The other recipients this year range from landscape ecologist Lisa Schulte Moore to adaptive technology designer Joshua Miele. A handful are writers, including author and radio producer Daniel Alarcón, poet Don Mee Choi and historian Keeanga-Yamahtta Taylor. Another is Reginald Dwayne Betts, who was jailed after being tried as an adult for a carjacking at the age of 16, and went on to become a lawyer and a poet. He was cited by the committee for providing “a unique perspective on the lifelong impacts of incarceration and the injustice of a criminal justice system that relies so heavily upon it”, through his “profoundly moving” poems, public defence work, and advocacy efforts.

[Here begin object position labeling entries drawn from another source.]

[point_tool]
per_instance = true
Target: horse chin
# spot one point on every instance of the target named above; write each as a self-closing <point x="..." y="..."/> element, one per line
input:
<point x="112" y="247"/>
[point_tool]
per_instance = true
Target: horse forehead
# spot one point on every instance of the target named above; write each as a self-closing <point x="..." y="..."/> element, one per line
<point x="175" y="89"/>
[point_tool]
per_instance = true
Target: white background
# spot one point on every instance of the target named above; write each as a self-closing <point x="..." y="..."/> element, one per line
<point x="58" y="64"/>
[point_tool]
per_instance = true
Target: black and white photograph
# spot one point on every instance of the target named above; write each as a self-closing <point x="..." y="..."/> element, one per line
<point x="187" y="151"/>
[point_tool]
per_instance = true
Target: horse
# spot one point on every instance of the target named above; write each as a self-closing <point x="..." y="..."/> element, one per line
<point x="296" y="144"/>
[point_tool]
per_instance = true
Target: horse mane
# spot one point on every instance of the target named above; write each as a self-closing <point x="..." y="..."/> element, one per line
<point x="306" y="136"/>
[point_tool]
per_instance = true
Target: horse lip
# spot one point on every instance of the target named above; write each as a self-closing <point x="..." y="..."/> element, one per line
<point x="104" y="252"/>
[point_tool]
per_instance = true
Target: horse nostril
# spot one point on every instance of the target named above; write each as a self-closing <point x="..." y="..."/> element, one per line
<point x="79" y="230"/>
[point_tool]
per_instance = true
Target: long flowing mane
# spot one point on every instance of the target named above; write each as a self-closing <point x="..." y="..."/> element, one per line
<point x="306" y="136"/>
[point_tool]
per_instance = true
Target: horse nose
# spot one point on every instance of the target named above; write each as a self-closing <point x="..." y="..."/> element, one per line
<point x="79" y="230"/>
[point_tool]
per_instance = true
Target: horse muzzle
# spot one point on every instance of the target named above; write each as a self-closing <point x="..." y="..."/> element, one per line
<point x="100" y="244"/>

Poet and advocate Reginald Dwayne Betts
Poet and advocate Reginald Dwayne Betts. Photograph: Jessica Hill/AP

“When I was 16 years old, I carjacked a man. I was arrested, and sentenced to nine years in prison. So I spent nine years writing every day, reading every day, imagining that words would give me the freedom to understand what got me in prison. When you’re trapped in a cell, literally, words are your only lifeline. And I committed myself to using them to find some semblance of hope,” said Betts. “If I write about prison every day for the rest of my life, the thing that I’m really writing about is that desire, that chase, that want, that hope for freedom. Right now, I build libraries in prisons, because I believe people who are serving time deserve access to the books that give us dignity.”

Cecilia Conrad at the MacArthur Foundation, said the group of fellows chosen this year “helps us reimagine what’s possible”.

“They demonstrate that creativity has no boundaries. It happens in all fields of endeavour, among the relatively young and more seasoned, in Iowa and Puerto Rico,” she said. “Once again, we have the opportunity for exultation as we recognise the potential to create objects of beauty and awe, advance our understanding of society, and foment change to improve the human condition.”